Je ne suis pas le seul: le Gouvernement Français n’aura aucun mal à recruter la petite vingtaine de professionnels du numérique qui seront prêts à mettre toutes leurs compétences au service d’un aussi beau projet.
Résumé
Le gouvernement de la République de Corée montre, avec sa DPG, que l’État peut devenir un acteur majeur et essentiel de l’innovation numérique dans un pays.
C’est un signal fort envoyé à tous les autres pays du monde.
Début 2023, la situation du numérique dans les organisations publiques françaises est loin d’être satisfaisante, et dans toutes les dimensions, techniques, humaines, financières et organisationnelles.
Définir avec la PGN un point d’arrivée enthousiasmant dans les 20 ans qui viennent, c’est probablement la meilleure, la seule manière de créer un choc positif dans tout l’écosystème numérique du secteur public français.

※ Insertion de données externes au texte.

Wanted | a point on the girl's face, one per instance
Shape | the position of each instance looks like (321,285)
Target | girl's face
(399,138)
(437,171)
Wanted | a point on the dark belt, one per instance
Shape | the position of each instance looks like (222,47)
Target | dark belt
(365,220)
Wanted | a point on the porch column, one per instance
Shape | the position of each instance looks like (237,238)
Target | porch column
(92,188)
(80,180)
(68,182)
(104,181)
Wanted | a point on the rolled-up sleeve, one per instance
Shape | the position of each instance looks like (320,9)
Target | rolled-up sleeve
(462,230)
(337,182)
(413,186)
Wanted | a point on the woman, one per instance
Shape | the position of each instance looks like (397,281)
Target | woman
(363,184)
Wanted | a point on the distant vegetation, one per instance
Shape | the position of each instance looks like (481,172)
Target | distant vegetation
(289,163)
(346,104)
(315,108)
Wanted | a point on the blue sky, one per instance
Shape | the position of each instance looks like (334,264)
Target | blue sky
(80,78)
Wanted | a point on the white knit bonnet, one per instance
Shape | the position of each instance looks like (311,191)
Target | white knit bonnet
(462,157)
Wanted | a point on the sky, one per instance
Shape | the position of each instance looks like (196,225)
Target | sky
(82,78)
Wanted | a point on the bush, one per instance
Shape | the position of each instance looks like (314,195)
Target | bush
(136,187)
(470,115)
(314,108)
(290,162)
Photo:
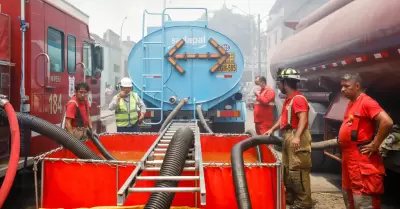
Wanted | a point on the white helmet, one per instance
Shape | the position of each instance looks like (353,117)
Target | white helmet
(126,82)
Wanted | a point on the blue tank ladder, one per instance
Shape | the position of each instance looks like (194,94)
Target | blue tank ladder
(146,71)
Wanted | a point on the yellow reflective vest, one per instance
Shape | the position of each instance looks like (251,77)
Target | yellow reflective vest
(123,117)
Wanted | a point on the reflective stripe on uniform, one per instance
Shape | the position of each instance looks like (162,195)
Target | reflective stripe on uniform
(289,108)
(271,103)
(123,118)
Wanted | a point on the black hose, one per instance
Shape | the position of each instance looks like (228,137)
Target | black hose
(173,113)
(202,120)
(251,132)
(239,177)
(59,135)
(95,138)
(173,165)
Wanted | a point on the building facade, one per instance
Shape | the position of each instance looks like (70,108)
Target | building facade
(284,16)
(116,55)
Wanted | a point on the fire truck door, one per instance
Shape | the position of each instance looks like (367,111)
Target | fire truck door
(56,90)
(87,59)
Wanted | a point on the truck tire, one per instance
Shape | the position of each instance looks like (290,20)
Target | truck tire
(228,127)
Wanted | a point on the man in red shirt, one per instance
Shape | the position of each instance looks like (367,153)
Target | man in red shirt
(264,106)
(77,117)
(362,166)
(296,148)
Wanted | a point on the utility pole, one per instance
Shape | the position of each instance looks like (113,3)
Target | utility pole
(259,45)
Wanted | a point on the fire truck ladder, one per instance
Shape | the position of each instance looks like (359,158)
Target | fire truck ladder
(146,66)
(194,163)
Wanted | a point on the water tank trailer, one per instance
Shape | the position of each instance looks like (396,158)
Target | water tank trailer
(186,59)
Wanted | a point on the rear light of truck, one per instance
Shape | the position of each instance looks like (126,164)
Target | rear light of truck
(149,114)
(228,113)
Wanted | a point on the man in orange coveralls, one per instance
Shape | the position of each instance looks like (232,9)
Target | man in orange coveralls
(264,106)
(362,167)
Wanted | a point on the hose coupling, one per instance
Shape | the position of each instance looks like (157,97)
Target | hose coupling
(3,100)
(172,99)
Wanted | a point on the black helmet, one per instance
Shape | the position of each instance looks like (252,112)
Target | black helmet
(288,73)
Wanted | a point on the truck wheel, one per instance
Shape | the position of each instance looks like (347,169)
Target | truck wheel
(318,157)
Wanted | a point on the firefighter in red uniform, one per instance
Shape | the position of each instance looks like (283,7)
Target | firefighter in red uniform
(296,149)
(362,166)
(77,117)
(264,106)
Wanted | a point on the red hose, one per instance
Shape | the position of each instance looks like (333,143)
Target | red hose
(14,156)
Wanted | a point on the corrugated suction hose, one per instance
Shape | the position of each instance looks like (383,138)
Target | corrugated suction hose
(15,150)
(239,175)
(202,120)
(173,113)
(173,165)
(58,135)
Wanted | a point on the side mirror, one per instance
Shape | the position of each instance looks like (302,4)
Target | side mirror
(99,57)
(97,74)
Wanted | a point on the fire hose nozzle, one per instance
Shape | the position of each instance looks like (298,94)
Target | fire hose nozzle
(3,100)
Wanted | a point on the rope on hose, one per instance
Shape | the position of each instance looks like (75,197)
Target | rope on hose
(202,120)
(251,132)
(173,113)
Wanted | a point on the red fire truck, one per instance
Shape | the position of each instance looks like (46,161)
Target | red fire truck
(45,49)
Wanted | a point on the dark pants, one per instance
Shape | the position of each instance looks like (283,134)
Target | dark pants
(134,128)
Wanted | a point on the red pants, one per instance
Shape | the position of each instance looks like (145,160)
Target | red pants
(361,201)
(262,127)
(362,179)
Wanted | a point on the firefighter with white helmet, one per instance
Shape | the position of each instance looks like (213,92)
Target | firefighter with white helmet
(126,105)
(296,152)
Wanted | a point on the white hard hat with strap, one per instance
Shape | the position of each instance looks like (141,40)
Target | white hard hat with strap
(126,82)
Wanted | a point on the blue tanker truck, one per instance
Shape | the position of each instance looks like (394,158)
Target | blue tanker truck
(184,70)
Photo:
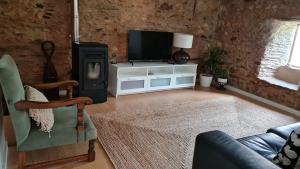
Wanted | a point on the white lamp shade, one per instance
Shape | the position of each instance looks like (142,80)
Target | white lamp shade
(181,40)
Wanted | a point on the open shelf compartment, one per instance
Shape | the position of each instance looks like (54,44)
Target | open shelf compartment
(185,69)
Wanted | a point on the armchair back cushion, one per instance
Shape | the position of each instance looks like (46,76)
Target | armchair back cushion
(13,91)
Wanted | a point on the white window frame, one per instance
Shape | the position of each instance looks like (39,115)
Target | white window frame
(292,49)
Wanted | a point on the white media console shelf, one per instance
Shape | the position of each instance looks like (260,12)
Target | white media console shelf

En 2023, la maturité numérique de la République de Corée est supérieure à celle de la France: cela fait plus de 20 ans qu’ils travaillent pour l’améliorer.
En 2030:
- La maturité numérique du gouvernement de la République de Corée fera un bond spectaculaire, grâce à sa DGP, Digital Platform Government.

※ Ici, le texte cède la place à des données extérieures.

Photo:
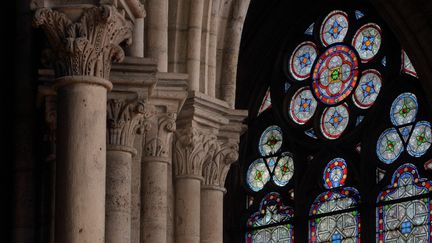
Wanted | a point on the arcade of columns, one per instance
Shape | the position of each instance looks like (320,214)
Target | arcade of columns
(140,154)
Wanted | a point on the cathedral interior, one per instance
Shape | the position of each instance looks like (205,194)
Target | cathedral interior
(218,121)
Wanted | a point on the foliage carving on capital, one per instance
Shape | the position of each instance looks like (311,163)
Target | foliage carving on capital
(192,148)
(125,120)
(158,142)
(216,169)
(88,46)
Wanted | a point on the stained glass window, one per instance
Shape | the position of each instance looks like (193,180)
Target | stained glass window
(272,212)
(334,213)
(266,103)
(407,220)
(274,165)
(407,66)
(415,139)
(338,96)
(335,73)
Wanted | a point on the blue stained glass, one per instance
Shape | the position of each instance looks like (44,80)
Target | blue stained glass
(287,86)
(406,227)
(389,146)
(408,220)
(359,14)
(311,133)
(404,109)
(405,132)
(359,120)
(335,29)
(367,43)
(336,237)
(270,141)
(384,61)
(309,30)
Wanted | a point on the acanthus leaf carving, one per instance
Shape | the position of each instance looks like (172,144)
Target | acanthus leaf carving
(158,143)
(216,169)
(88,46)
(125,119)
(191,149)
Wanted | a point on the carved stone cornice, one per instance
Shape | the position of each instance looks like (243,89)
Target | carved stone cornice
(87,47)
(216,169)
(125,119)
(192,148)
(158,140)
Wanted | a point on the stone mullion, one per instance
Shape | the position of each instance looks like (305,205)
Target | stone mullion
(156,160)
(82,65)
(124,120)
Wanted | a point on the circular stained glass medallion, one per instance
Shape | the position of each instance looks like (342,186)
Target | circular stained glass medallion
(302,106)
(257,175)
(404,109)
(367,41)
(334,27)
(302,59)
(335,173)
(368,89)
(284,170)
(270,141)
(420,139)
(389,146)
(335,74)
(334,120)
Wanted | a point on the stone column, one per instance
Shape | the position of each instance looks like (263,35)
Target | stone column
(192,147)
(124,120)
(137,47)
(212,192)
(155,161)
(83,53)
(157,25)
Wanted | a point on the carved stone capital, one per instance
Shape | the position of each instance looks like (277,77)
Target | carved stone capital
(216,169)
(192,148)
(158,139)
(125,119)
(87,47)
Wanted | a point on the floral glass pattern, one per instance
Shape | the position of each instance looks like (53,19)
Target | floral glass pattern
(271,211)
(276,166)
(416,139)
(408,220)
(335,69)
(266,103)
(336,227)
(407,66)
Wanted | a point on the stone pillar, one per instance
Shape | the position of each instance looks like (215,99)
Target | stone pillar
(194,43)
(124,120)
(192,147)
(155,162)
(83,52)
(212,192)
(137,47)
(157,25)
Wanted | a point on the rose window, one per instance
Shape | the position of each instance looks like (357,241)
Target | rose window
(334,76)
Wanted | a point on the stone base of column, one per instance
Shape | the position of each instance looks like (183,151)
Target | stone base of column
(118,196)
(187,208)
(81,159)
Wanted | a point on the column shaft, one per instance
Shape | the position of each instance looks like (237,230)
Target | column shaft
(187,206)
(158,32)
(81,160)
(118,196)
(137,47)
(194,43)
(155,199)
(212,215)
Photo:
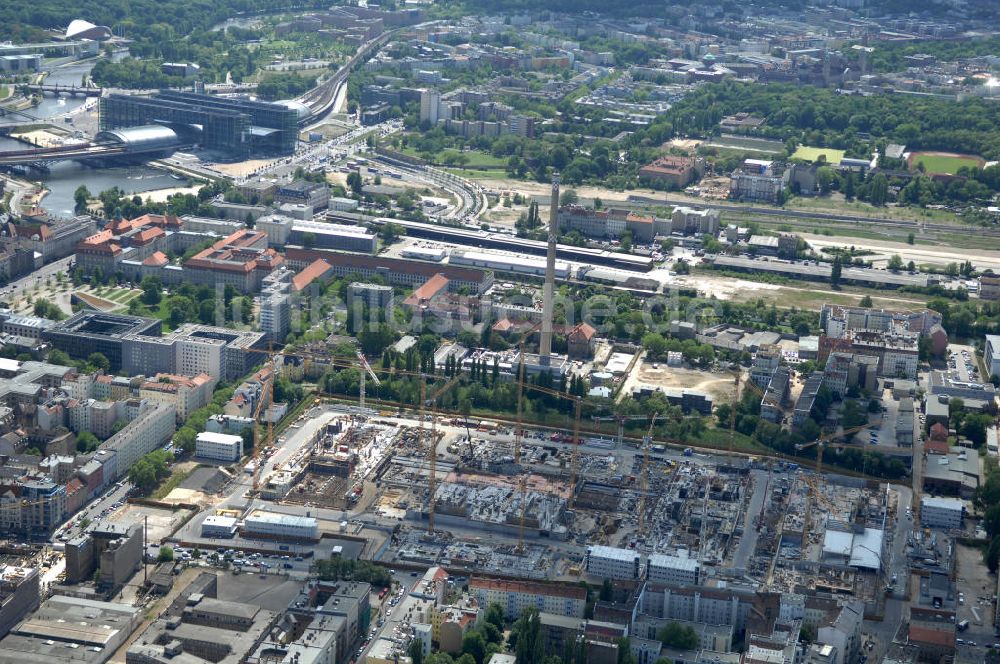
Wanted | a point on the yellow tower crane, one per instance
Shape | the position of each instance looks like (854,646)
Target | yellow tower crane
(647,443)
(432,448)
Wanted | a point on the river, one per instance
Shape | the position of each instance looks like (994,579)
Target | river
(64,177)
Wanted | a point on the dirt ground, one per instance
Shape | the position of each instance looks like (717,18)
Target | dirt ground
(505,216)
(161,522)
(719,385)
(975,580)
(885,249)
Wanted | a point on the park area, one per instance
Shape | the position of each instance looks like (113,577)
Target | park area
(808,154)
(946,163)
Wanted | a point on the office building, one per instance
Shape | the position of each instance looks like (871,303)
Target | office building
(241,260)
(693,221)
(219,447)
(199,629)
(395,271)
(606,562)
(191,350)
(88,332)
(237,126)
(672,171)
(113,549)
(679,569)
(217,525)
(274,304)
(280,526)
(759,181)
(430,103)
(944,513)
(18,594)
(373,296)
(70,630)
(301,192)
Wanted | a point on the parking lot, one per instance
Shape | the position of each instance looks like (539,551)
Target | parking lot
(962,364)
(976,590)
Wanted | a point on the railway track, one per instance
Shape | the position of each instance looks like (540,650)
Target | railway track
(858,220)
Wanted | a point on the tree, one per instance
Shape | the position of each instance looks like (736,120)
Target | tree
(86,442)
(474,643)
(416,651)
(81,197)
(835,272)
(675,635)
(878,190)
(100,361)
(142,475)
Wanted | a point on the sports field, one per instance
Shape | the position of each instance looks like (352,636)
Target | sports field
(943,162)
(806,153)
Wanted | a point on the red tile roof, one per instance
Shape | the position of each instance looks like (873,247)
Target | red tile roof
(428,290)
(584,330)
(147,235)
(669,165)
(534,587)
(310,273)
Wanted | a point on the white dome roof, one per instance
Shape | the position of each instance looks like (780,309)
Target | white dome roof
(80,28)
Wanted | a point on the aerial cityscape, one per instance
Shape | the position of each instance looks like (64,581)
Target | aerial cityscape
(499,332)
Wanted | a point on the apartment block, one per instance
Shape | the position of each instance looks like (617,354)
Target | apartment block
(516,596)
(678,569)
(185,394)
(608,562)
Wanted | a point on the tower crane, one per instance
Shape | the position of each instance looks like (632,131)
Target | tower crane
(647,442)
(367,370)
(819,444)
(258,449)
(621,419)
(432,449)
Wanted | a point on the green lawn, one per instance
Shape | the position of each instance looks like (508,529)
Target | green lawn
(476,159)
(490,174)
(806,153)
(940,163)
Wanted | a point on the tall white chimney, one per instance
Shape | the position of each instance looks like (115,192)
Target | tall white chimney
(548,290)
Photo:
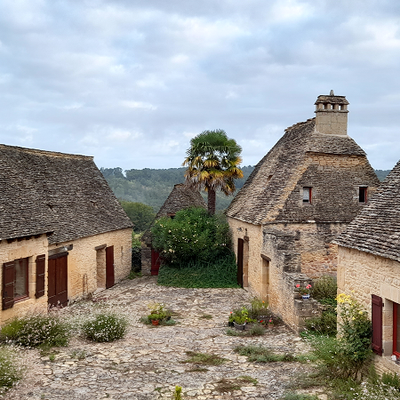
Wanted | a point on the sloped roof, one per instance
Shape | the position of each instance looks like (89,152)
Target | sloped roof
(376,229)
(182,196)
(268,187)
(65,194)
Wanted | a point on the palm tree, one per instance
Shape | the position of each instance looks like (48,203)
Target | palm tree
(212,162)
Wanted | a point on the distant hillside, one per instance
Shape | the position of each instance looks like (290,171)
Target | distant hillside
(152,186)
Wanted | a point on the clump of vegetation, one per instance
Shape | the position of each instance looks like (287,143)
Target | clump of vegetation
(204,359)
(263,354)
(44,330)
(10,373)
(229,385)
(105,327)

- La maturité numérique du gouvernement de la France peut elle aussi faire des progrès importants, si la PGN est mise en œuvre.
- La maturité numérique du gouvernement de la France restera très faible, en retard sur ses principaux concurrents économiques mondiaux, s’il n’y a pas un courage politique suffisant pour lancer une PGN ambitieuse.
Cette décision politique ne m’appartient pas.
Je suis prêt à mettre toute mon énergie et mes compétences numériques au service de mon pays si la décision de lancer une PGN ambitieuse est prise.
Je resterai impuissant, et catastrophé, si aucune décision forte n'est prise rapidement pour que la maturité numérique du gouvernement français ne stagne pas.